With the piece now at a white heat, we have proceeded far enough with the heating.

Turning off the electric current from the furnace and allowing it to cool we again watch the pyrometer needle as the temperature of the piece in the cooling furnace gradually falls. Lower, lower, lower swings the needle, always at a rate approximately uniform.

But again it suddenly stops and remains immovable, or perhaps even rises slightly, for a period of several seconds, after which it resumes its uniformly-timed downward course as though nothing had happened.

Yes, these pauses of the needle occurred at very nearly the same marking on the pyrometer dial, but not at exactly the same ones. Going up it was at 1350° F., and on the downward way it was at 1250° F. And you are correct in surmising that these two points are closely related. They are parts of the same, if we may so speak, and, in reality they represent one point which is located about halfway between them, the divergence resulting from what is known as “hysteresis” or “lag,” which means, of course, a “being-behind-hand” or tardiness.

For the present we may say that all carbon steels have this “critical” range as shown by such pauses of the pyrometer needle during heating or cooling of the steel.

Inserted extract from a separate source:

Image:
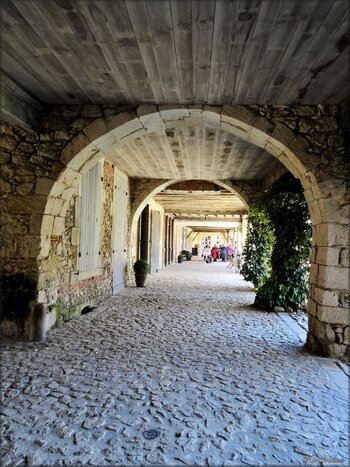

Now as the piece is most certainly continuing to absorb heat in the furnace as it grows hotter and is losing it uniformly to the air as the furnace cools, we have no alternative but to judge that the pause of the needle on its upward way was caused by some internal affair of the piece of steel itself, for which, at just that stage of its journey, it required and used for its purpose (which was other than making itself hotter), the heat furnished it by the furnace; and, that on the downward journey, at just that same point, it gave out again that same heat. It must have been the setting free of this imprisoned heat, if we may so term it, which kept the piece for those few moments from cooling at the usual rate. Indeed, had we conducted our experiment in a rather dark room and observed the piece closely we would have noticed that during the pause of the pyrometer the piece of steel did brighten or glow somewhat, showing that it had extra heat from some hidden source. Because of this “self-heating” of the steel as shown by the pyrometer and the brightening, the temperature at which the phenomenon occurs has been named the “point of recalescence,” which means the point at which it spontaneously becomes hotter.